Le remplacement du réel : « Depuis l’ère de l’enregistrement qui a commencé avec l’imprimerie, il y a eu une rupture et il y a eu une sorte de remplacement du réel. Par ces enregistrements, on peut parler d’une économie de remplacement des affects. Agamben dit qu’aujourd’hui l’expérience sensible du monde est remplacée et interfacée. Aujourd’hui on appréhende le réel via des réseaux, des écrans. Notre expérience sensible du monde nous est subtilisée. On nait dans un monde de technés, excroissances inventées par la technologie, qui vont modifier peu à peu la perception du réel et crée des boutures, des excroissances pour aboutir à une sorte de méta réel. »

Sur la mort : « Revenons aux origines du monde. A la base, les premiers peuples ont eu une conscience cosmogonique du monde, ils ont appréhendé le monde en fonction des changements de saisons et ont créé une mythologie, ce fut la première couche de réel. Ensuite avec les religions monothéistes est venue la seconde couche de réel appelée causale ou morale. Aujourd’hui, le monde moderne est uniquement auto-référencé par ses propres boutures. La mort, objet de culte, servait avant à devenir adulte, à apprendre à vieillir. Aujourd’hui, on la cache en Occident, c’est devenu un mirage. N’apprenant plus à vieillir, on reste de perpétuels Peter Pan. »

La sous-culture : « La sous-culture accompagne le remplacement du réel. Elle fait partie d’une ingénierie sociale conçue de toute pièce, pas forcément consciemment, pour maintenir l’homme, la middle class, dans un état d’hébétude complet et qui l’empêche de se révolter. La sous-culture crée de la fiction et même nos régimes politiques créent de la fiction. L’investiture de macron a été faite sciemment pour être du pain bénie à tous les complotistes. La caste politique a conscience de l’état fictionnel du monde et en joue, ce qui crée une nouvelle couche de fiction. Sans tomber dans le marxisme de base, je pense qu’il y a un grand projet du capital d’oblitérer le rapport rituel au temps. On est dans le pays du rêve où tous les jours, on répète les mêmes actes. Les vies ne sont que des itérations. Un temps d’om on a enlevé le sacré fait de nous de parfaits consommateurs. »

Du pamphlet à la poésie : « La poésie est le seul moyen de verbaliser le monde et donc de le re-créer. Dans un monde rempli de fictions, on est tenté de penser que le monde est mauvais, qu’il est une prison. Ce livre est un apprentissage pour passer de l’intuition gnostique du monde, une vision un peu adolescente, à une vision libérée. Il s’agit de parvenir peu à peu à aimer le monde en le redigérant, via le message du Christ, son pouvoir de lecture et grâce à la poésie. »
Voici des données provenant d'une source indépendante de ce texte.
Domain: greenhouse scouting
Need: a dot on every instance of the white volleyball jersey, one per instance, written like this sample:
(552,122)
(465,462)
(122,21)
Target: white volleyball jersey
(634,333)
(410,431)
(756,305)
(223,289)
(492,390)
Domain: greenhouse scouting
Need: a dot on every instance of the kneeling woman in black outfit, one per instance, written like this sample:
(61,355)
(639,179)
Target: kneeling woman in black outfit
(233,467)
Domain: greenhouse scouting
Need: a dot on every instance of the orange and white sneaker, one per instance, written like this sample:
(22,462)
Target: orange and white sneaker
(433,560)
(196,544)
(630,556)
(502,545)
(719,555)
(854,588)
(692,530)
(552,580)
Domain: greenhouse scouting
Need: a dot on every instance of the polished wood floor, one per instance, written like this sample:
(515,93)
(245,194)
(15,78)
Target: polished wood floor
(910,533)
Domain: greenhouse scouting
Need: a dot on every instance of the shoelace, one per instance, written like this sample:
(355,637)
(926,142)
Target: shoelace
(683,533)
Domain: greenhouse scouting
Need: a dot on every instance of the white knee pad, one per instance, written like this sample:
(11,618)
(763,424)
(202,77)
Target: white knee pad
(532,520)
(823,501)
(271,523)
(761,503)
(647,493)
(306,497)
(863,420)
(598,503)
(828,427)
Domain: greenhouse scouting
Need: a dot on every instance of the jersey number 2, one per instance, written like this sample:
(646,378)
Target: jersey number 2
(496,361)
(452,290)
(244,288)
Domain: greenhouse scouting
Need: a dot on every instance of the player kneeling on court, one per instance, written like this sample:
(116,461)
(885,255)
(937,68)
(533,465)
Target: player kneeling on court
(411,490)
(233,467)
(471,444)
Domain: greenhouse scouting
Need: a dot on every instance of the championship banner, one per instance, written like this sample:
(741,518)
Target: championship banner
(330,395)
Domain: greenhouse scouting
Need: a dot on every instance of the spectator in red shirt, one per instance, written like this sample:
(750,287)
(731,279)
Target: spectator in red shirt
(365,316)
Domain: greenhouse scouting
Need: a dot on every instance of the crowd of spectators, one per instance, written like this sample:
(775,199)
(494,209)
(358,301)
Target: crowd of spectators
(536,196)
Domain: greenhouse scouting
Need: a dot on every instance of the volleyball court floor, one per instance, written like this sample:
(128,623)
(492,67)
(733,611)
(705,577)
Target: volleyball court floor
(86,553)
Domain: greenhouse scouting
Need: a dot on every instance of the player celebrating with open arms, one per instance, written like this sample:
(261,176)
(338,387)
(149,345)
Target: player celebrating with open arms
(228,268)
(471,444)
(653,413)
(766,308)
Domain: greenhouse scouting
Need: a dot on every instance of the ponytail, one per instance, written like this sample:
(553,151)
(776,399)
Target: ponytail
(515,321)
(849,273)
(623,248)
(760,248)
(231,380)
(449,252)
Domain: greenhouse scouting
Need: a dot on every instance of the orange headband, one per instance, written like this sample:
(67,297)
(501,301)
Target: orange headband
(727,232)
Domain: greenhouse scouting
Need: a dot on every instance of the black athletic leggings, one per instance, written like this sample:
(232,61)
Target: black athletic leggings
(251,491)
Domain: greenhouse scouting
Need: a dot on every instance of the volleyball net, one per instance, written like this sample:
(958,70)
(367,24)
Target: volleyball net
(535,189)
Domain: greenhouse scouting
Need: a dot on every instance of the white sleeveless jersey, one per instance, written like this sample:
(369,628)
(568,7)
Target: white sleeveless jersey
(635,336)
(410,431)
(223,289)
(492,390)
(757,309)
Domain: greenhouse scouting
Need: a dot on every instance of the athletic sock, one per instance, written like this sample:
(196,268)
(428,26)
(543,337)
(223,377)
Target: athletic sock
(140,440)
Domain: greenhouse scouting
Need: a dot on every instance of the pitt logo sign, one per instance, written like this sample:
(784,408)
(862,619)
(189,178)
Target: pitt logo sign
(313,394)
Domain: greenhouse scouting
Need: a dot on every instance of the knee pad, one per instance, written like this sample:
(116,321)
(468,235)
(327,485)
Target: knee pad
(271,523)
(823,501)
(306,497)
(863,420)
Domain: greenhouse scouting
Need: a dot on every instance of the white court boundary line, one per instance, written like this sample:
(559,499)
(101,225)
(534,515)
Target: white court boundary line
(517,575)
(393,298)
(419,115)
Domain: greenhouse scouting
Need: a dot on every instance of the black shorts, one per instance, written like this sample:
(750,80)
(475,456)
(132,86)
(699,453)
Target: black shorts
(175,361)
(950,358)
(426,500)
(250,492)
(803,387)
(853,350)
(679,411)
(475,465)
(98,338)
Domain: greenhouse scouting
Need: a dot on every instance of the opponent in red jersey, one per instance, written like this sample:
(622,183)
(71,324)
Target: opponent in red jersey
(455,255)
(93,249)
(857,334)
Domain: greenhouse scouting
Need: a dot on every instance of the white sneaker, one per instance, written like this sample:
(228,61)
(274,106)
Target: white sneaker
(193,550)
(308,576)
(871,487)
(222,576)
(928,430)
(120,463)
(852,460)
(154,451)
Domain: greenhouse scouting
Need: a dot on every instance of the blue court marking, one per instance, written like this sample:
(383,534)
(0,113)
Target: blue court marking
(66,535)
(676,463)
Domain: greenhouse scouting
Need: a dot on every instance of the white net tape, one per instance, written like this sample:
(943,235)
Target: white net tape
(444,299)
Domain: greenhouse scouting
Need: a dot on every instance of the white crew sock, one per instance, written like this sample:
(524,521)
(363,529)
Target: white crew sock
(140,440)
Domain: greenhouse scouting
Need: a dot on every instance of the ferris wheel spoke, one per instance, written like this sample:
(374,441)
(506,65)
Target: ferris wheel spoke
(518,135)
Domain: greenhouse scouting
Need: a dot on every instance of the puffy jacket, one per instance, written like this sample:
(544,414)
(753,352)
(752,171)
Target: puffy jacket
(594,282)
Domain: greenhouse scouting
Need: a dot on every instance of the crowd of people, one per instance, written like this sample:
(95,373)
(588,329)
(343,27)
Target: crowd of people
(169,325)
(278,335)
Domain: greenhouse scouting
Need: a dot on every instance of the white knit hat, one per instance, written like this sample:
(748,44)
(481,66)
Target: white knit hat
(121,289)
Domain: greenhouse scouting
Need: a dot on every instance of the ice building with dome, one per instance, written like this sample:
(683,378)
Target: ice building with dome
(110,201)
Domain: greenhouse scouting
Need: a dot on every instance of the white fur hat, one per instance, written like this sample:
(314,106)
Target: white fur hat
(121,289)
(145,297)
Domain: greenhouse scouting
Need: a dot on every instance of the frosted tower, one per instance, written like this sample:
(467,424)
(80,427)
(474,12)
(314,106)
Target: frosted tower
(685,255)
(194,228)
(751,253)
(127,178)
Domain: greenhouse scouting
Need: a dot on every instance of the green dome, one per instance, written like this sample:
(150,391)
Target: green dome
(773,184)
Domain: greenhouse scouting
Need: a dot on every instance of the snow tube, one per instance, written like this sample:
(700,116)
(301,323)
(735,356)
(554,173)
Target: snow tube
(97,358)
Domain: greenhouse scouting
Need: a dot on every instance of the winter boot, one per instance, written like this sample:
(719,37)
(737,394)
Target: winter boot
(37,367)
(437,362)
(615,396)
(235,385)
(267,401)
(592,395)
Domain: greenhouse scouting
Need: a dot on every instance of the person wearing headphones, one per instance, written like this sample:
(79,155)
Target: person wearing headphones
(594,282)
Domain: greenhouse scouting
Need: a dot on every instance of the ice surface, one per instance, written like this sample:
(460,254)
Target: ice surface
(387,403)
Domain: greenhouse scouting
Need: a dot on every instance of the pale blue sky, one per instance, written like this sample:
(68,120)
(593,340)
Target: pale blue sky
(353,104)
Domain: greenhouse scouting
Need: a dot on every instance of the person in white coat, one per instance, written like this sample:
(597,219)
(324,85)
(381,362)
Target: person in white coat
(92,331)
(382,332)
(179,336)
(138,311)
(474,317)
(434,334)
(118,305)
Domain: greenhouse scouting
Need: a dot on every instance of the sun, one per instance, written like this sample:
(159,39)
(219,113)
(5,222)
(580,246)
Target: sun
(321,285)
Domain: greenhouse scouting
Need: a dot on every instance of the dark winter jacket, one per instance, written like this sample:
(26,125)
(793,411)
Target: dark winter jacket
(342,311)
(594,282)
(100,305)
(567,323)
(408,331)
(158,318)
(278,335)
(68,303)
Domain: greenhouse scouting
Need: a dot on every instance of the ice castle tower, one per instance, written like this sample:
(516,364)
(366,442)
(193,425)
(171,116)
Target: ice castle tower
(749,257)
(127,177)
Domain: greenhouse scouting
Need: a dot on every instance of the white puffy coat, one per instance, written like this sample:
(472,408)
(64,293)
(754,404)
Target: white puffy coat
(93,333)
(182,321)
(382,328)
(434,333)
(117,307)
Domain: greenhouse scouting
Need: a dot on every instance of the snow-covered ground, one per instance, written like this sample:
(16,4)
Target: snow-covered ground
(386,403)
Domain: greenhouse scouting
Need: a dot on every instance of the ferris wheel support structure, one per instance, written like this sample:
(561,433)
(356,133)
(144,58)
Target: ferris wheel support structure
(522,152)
La pornocratie : « la dictature est dans la constante monstration de l’obscène. La pornocratie n’est pas seulement dans le sexe, c’est la mise en avant de l’égo avant le bien commun. C’est Narcisse continu. C’est la disparition du désir sacré pour une sorte de désir narcissique constamment consumé et consommé. L’ablation du divin qui s’est opéré à partir des lumières, on a ôté son caractère sacré à la sexualité, et on le remplace par l’organe au détriment du tout et par le retournement du corps de sorte qu’il soit le plus infécond possible. »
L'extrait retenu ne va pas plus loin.